Northside Christian Academy was founded in 1961 offering kindergarten through third grade and enrolling just 44 students. This year it is celebrating its 50-year anniversary and embracing the changes it has gone through.
The school now has more than 550 students who compete in a variety of varsity sports, including basketball, track and field, cross country, baseball, volleyball, wrestling, soccer and softball.
The Knights have come a long way in 50 years, and athletic director John Brooks has been around for more than 30 of those years to see many of the changes unfold.
Brooks started at the school in 1975 and was its athletic director for 13 years before leaving for Central Cabarrus. After five years away, Brooks returned as head football coach in 1992 and has been at Northside ever since, eventually becoming athletic director again.
"I've seen changes, and I like the direction we are headed," Brooks said. "We have gone to school uniforms, which I think has been real positive.
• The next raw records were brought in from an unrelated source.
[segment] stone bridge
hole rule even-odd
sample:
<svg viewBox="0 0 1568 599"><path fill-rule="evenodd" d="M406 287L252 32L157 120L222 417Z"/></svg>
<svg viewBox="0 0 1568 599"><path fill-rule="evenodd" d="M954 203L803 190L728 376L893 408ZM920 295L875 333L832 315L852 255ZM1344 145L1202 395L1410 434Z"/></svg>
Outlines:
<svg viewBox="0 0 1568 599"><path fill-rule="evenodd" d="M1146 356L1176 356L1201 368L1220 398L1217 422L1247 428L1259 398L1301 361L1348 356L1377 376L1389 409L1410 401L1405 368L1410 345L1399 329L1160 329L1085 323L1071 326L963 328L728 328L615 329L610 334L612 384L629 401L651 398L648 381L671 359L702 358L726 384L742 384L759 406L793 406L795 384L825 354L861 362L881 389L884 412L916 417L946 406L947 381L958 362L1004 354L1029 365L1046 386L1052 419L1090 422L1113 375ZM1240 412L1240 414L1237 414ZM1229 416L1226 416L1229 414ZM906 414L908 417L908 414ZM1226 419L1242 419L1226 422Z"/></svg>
The last couple of years, we have been putting a greater emphasis on achieving excellence in every area, and I think we are on the right track with that."
The athletics program was created after Northside moved from its original campus on Old Concord Road in 1973. The school quickly grew much bigger than it is today, and its staff and facilities were not equipped to handle the sudden surge.
"We found it was better for us to be more of the size that we are now. That is what worked for us. We have a great student-teacher ratio, and our extracurricular activities and sports seem to prosper the way it is," Brooks said.
With the student body gradually growing, Brooks and head of school Tony Fajardo are reshaping the athletic department. There have been some good years athletically and some bad, but by attracting the right kind of coaches, the Knights think they are setting themselves up for years of success.
New head baseball coach Brian Larsen is an example of the type of coach Northside is going after.
"Tony and I spoke, and it became apparent that we wanted the same things," Larsen said. "He wants to change the culture of the school's athletics, and I have experience with a similar situation in Florida. It will work great for both of us."
Brooks said culture change is about more than just wins and losses on the field. One of his main beliefs, he said, is that most all coaches should be on the school staff, around the kids at school and concerned with all aspects of the student-athletes.
"It is all about the kids, and I really believe that," Brooks said. "High school athletics is more about the relationships you develop with these kids. That is the most important thing. It's not about the wins and losses as much as it is about helping shape our kids into good students, good athletes and good people.
"Sports won't be the livelihood for most of our kids," he said. "We are out to develop well-rounded, good kids who are good in the classroom and on the fields."
Early next year, the Knights will begin to look for a football head coach. The program last competed during the 2009-10 season under the guidance of former NFL and Carolina Panthers player Brentson Buckner.
The football program is a priority, but the school plans to start it slowly, playing a year of middle school or JV football before bringing back a varsity team. Brooks and Fajardo know the type of coach they will go after and believe their staff is shaping up to follow exactly the model they are after.
"My goal has always been to find the best Christian coaches we can and let them do their thing," Brooks said. "I know that we have that in basketball, we have that in baseball now, and I think we are set across the board.
"The thing is that nobody is assigned to come here. It is nobody's neighborhood school. Once we get everything in place, it will attract more kids who know they can be successful here."
The boys basketball team, coached by former NBA player and UNC Charlotte legend Byron Dinkins, is a good example of this. Dionte Adams, a talented 6-7 forward, is one of the best juniors in the state and is drawing interest from more than 35 schools, including Miami, Clemson, Tennessee and St. John's.
The team finished 29-3 last year and is attracting other players who will play in college.
"We are getting the kids that want to come here and getting the parents involved with the everyday happenings at school. That is the best way to build a successful program and something we are building the right way," Brooks said.
"We want to be successful in athletics, but we want to shape good kids first."